Я лишь киваю. Что толку спорить? Как объяснить, что на меня давит не жара, а груз давней-предавней вины?

* * *

Урсула завозит меня в гостиную. Мы не проходим внутрь — просто не можем. На расстоянии четырех шагов от двери протянута красная ленточка. Наверное, хранители музея не хотят, чтобы экскурсанты бродили по комнатам, трогали грязными пальцами старинную мебель. Урсула ставит кресло у стены и садится рядом на специальную скамеечку для посетителей.

За нашими спинами толпятся другие туристы, показывают друг другу на роскошно накрытый стол, ахают и охают, заметив тигриную шкуру на спинке одного из кресел. Ни один из них не видит, что в комнате полным-полно привидений.

* * *

Полиция допрашивала нас именно здесь, в гостиной. Бедный Тедди. Он не знал, как себя вести.

— Он был поэтом, понимаете? — объяснял он полицейским, кутаясь в плед, накинутый поверх праздничного костюма. — Познакомился с моей женой, когда она была еще ребенком. Приятный человек, безалаберный, конечно, но неопасный. Дружил с моей свояченицей и ее друзьями.

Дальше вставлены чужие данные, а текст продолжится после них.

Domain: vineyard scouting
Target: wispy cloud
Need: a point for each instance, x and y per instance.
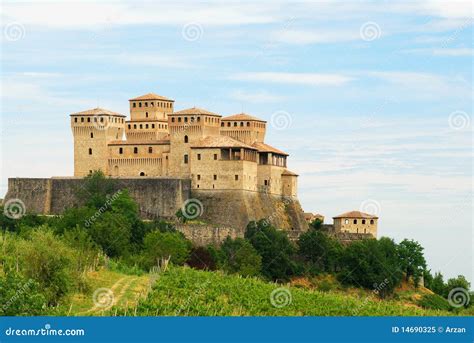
(307, 79)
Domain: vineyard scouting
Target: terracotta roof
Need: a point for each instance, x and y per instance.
(195, 110)
(356, 214)
(141, 142)
(220, 142)
(268, 148)
(243, 116)
(151, 96)
(287, 172)
(97, 111)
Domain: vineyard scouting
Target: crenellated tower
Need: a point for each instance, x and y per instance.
(93, 130)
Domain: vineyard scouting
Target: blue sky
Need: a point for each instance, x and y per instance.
(372, 100)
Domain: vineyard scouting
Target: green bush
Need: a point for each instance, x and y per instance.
(20, 296)
(274, 247)
(434, 302)
(158, 245)
(239, 256)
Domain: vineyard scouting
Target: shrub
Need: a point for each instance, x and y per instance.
(240, 257)
(171, 245)
(372, 264)
(274, 247)
(201, 258)
(434, 302)
(49, 261)
(320, 252)
(20, 296)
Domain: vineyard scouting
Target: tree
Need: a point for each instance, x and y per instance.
(274, 247)
(112, 232)
(319, 251)
(411, 258)
(372, 264)
(158, 245)
(240, 257)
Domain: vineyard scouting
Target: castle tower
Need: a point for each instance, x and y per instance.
(244, 127)
(186, 128)
(93, 130)
(148, 117)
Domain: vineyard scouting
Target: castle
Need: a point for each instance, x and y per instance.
(215, 152)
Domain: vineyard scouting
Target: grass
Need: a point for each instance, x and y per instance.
(183, 291)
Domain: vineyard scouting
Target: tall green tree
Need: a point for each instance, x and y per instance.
(412, 260)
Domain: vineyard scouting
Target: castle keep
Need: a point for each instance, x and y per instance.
(214, 152)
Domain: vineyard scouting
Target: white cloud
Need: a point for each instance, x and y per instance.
(308, 79)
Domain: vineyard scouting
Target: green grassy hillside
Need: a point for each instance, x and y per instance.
(182, 291)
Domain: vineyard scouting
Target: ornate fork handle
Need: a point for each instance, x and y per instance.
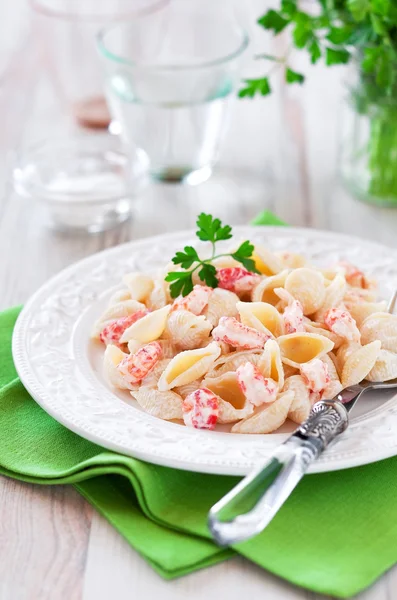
(327, 420)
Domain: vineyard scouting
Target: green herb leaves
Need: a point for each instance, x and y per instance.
(336, 57)
(369, 26)
(293, 77)
(209, 230)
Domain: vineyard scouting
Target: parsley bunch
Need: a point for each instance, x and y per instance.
(332, 30)
(209, 230)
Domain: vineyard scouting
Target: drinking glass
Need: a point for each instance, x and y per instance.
(170, 80)
(66, 31)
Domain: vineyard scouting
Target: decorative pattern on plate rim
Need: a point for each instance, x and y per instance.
(48, 334)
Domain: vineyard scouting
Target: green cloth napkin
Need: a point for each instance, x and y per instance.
(336, 534)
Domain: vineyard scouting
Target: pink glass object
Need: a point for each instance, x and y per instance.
(66, 31)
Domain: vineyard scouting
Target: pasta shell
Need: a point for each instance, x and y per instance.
(151, 380)
(266, 262)
(111, 359)
(333, 389)
(168, 348)
(334, 295)
(270, 364)
(289, 371)
(361, 310)
(139, 285)
(158, 297)
(306, 286)
(343, 353)
(261, 316)
(312, 327)
(188, 388)
(359, 363)
(164, 405)
(385, 367)
(133, 346)
(264, 291)
(188, 365)
(380, 326)
(298, 348)
(147, 329)
(186, 330)
(332, 371)
(268, 417)
(226, 262)
(116, 311)
(301, 404)
(357, 294)
(291, 260)
(221, 303)
(231, 362)
(233, 405)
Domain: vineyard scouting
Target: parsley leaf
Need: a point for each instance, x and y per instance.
(209, 230)
(186, 258)
(243, 254)
(358, 8)
(212, 230)
(336, 57)
(293, 77)
(255, 86)
(207, 273)
(314, 51)
(339, 35)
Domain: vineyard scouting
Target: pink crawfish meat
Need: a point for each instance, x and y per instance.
(316, 376)
(355, 277)
(293, 312)
(195, 302)
(113, 331)
(256, 388)
(201, 409)
(237, 279)
(135, 367)
(340, 322)
(232, 332)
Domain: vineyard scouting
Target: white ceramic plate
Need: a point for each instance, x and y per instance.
(61, 367)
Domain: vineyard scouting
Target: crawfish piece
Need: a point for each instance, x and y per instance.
(201, 409)
(237, 279)
(135, 367)
(340, 322)
(355, 277)
(316, 376)
(195, 302)
(256, 388)
(234, 333)
(113, 331)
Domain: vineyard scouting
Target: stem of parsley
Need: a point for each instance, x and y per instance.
(209, 230)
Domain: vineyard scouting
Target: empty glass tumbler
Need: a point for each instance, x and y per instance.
(66, 31)
(170, 79)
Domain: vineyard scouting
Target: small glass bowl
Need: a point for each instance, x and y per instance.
(86, 183)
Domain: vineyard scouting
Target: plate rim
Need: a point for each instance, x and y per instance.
(23, 368)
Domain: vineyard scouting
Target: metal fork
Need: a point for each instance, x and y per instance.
(259, 496)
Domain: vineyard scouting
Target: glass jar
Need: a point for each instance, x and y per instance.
(368, 149)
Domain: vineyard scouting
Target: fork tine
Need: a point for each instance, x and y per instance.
(392, 303)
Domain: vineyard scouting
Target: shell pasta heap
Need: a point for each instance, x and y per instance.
(258, 349)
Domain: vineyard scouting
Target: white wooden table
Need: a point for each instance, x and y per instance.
(280, 154)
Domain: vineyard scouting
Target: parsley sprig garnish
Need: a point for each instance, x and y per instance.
(209, 230)
(332, 30)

В ту ночь допросили всех. Кроме Ханны и Эммелин. Тедди добился того, чтобы их не трогали. Сестры и так в шоке после увиденного, сказал он, нельзя заставлять их переживать все вновь. И так велико было влияние семьи Лакстонов, что полиция пошла ему навстречу.

Тем более что подробности никого особо не интересовали. Наступила поздняя ночь, полицейские спешили домой, к женам и теплым постелям. Им было вполне достаточно того, что они уже услышали. Сказать по правде, история самая обычная. Дебора не зря говорила, что в Лондоне, да и во всем мире, множество молодых людей не смогли вернуться к нормальной жизни после того, что увидели и испытали на войне. То, что Робби был поэтом, только добавляло ему непредсказуемости. Творческие люди склонны к неожиданным, отчаянным поступкам.

* * *

Появляется наша группа. Берил подхватывает меня и Урсулу и ведет всех в библиотеку.

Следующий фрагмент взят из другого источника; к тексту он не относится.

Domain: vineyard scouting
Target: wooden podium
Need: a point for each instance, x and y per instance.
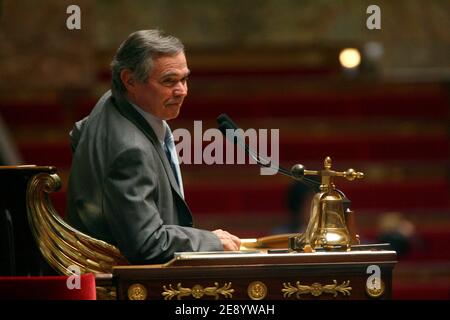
(261, 274)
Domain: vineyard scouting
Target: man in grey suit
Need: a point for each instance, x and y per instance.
(125, 186)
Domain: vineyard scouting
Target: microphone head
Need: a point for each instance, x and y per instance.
(298, 171)
(224, 118)
(223, 127)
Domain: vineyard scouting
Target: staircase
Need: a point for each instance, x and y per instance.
(396, 133)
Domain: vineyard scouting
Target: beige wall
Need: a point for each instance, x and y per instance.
(38, 53)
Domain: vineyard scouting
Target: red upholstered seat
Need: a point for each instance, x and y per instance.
(47, 288)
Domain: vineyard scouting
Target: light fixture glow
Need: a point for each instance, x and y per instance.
(350, 58)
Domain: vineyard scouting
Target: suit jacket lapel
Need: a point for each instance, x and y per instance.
(128, 111)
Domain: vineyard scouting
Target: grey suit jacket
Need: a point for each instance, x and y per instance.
(122, 189)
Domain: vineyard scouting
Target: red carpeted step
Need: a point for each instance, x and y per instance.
(56, 154)
(266, 199)
(32, 113)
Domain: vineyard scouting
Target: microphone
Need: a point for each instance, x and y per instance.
(297, 172)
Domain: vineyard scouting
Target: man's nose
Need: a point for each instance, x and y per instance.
(180, 89)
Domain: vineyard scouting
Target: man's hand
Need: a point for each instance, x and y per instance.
(229, 241)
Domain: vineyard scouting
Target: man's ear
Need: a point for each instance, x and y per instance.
(127, 79)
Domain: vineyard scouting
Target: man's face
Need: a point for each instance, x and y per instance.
(163, 93)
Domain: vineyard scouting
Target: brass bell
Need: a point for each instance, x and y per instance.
(330, 226)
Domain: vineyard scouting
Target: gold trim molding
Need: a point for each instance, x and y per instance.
(198, 291)
(137, 292)
(316, 289)
(375, 291)
(257, 290)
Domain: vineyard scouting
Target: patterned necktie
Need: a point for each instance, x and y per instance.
(171, 153)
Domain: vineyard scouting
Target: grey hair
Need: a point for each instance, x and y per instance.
(137, 52)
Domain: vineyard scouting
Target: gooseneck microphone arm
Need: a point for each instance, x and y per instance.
(225, 123)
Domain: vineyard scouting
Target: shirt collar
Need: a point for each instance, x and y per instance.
(158, 125)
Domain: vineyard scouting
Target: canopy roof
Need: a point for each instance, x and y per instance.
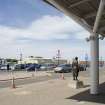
(82, 11)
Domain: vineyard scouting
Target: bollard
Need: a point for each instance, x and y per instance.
(13, 83)
(62, 76)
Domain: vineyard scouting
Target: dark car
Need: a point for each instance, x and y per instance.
(63, 68)
(32, 67)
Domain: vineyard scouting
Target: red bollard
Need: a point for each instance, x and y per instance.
(13, 83)
(62, 76)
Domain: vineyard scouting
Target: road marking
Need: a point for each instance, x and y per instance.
(23, 93)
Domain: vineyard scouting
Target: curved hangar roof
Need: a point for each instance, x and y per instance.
(82, 11)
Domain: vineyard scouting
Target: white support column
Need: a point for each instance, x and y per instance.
(94, 71)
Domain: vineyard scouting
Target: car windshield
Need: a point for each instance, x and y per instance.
(63, 65)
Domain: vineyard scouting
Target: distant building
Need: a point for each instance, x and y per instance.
(41, 60)
(3, 61)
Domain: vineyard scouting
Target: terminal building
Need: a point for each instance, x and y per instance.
(41, 60)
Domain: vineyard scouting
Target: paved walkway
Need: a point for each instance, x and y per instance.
(21, 74)
(53, 92)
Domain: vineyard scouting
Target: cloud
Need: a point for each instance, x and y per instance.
(45, 28)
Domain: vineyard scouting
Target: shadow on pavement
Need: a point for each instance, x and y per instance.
(86, 96)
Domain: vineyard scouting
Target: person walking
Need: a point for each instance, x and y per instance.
(75, 68)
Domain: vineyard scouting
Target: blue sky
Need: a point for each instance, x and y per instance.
(35, 28)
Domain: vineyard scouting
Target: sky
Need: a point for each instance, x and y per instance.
(34, 28)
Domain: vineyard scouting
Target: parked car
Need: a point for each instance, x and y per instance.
(63, 68)
(32, 67)
(47, 67)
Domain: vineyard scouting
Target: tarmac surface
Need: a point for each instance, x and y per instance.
(54, 92)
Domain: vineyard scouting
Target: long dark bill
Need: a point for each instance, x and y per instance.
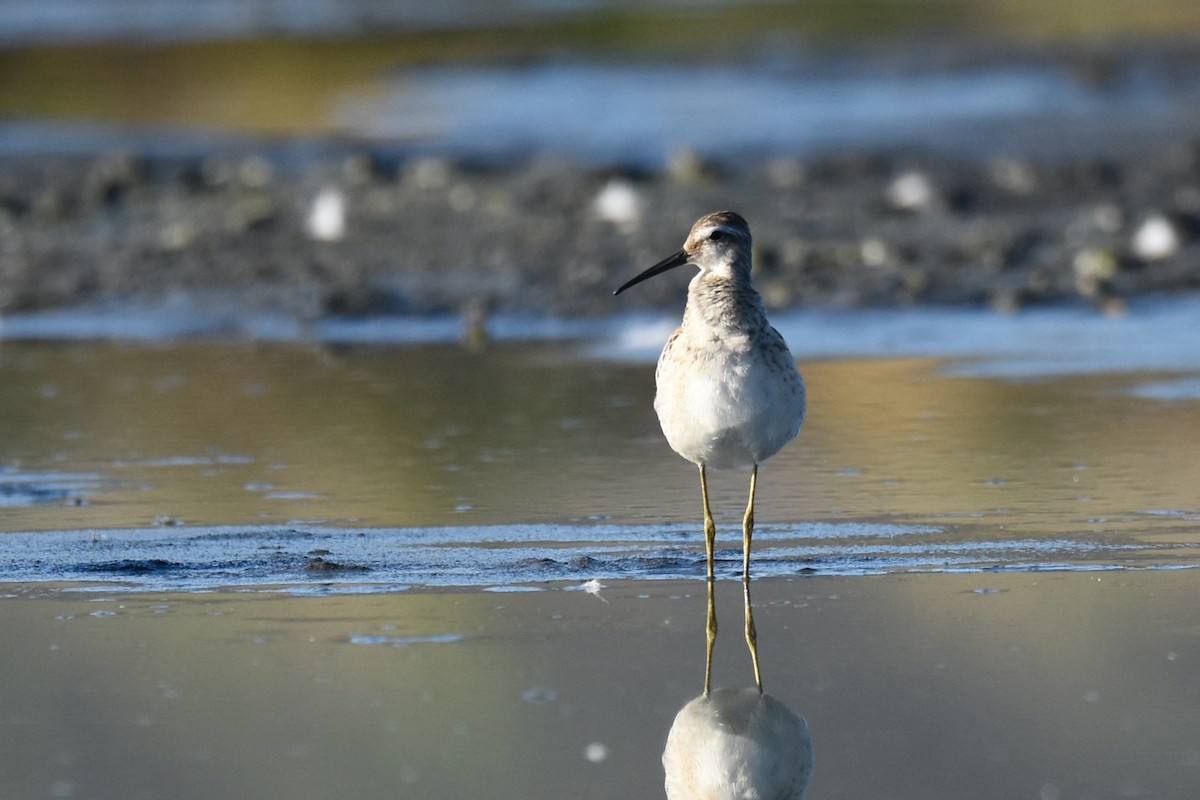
(669, 263)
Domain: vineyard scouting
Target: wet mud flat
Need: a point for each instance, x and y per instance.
(1030, 684)
(366, 229)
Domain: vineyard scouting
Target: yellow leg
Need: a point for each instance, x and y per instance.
(747, 534)
(709, 543)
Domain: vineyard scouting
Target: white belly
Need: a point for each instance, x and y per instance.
(729, 408)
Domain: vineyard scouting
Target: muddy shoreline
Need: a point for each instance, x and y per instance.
(366, 229)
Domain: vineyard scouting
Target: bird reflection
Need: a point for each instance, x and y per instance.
(737, 744)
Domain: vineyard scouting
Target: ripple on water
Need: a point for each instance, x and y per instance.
(507, 558)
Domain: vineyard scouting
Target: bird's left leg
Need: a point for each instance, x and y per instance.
(747, 534)
(709, 545)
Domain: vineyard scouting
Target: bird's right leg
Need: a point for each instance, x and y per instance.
(709, 545)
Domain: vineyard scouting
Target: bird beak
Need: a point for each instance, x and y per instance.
(669, 263)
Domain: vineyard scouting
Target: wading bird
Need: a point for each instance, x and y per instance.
(729, 392)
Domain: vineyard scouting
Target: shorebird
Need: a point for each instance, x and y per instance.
(729, 392)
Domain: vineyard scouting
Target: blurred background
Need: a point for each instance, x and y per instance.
(369, 157)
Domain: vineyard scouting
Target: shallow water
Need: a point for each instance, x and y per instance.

— Одна из немногих комнат, которую пощадил пожар тысяча девятьсот тридцать восьмого года, — говорит она, деловито постукивая каблуками вдоль по коридору. — По счастливой случайности, уверяю вас. Семья Хартфорд владела великолепной коллекцией старинных книг. Около девяти тысяч томов.

Да уж, не меньше, могу поручиться.

Наша пестрая группа заходит следом за Берил в библиотеку. Все разбегаются по комнате, вытягивают шеи, обозревая высоченный стеклянный купол и доходящие до потолка книжные полки. Любимый Пикассо Робби исчез. Наверное, хранится теперь в какой-нибудь галерее. Сейчас не те дни, чтобы картины великих мастеров висели на стенах простых английских домов, пусть даже и старинных.

После смерти Робби Ханна много времени проводила тут, свернувшись калачиком в старом кресле. Она не читала, просто сидела. Мысленно переживала недавнее прошлое. Одно время она вообще отказывалась видеть кого-либо, кроме меня. Рассказывала мне о Робби, о своих встречах с ним — лихорадочно, одержимо. Эпизод за эпизодом, во всех подробностях. И каждый рассказ заканчивался одной и той же жалобой.

— Я любила его, Грейс, — говорила Ханна так тихо, что я едва слышала.

— Знаю, мэм.

— Я просто не могла… — Она поднимала на меня лихорадочно блестящие глаза. — Не могла позволить…

Сперва Тедди спокойно отнесся к тому, что жена замкнулась в себе. Немудрено — после того, что она видела. Но по мере того, как шла неделя за неделей, ее нежелание взять себя в руки — а где же знаменитая британская сдержанность? — начало его волновать.

Каждый по-своему представлял, как должна вести себя Ханна, как вернуть ей нормальное настроение. Однажды вечером, после ужина, за столом собрался настоящий семейный совет.

— Ханне нужно новое хобби, — заявила, закуривая, Дебора. — Увидеть, как человек застрелился на твоих глазах — это, несомненно, шок, но ведь жизнь продолжается.

— А что за хобби? — спросил Тедди.

— Например, бридж, — предложила Дебора, стряхивая пепел. — Хорошая игра взбодрит кого угодно.

Эстелла, которая приехала в Ривертон «оказать посильную поддержку», согласилась, что Ханну надо отвлечь, но предлагала другое средство: ребенок. Что еще женщине нужно? Тедди пора как следует постараться.

Тедди не спорил. И приняв безучастность Ханны за согласие, сделал все от него зависящее.

К радости Эстеллы, через три месяца доктор объявил Ханну беременной. Вопреки ожиданиям, она не отвлеклась, а еще больше погрузилась в себя. Даже меня звала все реже и реже, рассказывала все меньше и меньше. Я расстроилась: мне казалось, наши разговоры по душам помогут Ханне рано или поздно вернуться к людям, покинуть свою добровольную ссылку. Но мечтам не суждено было сбыться.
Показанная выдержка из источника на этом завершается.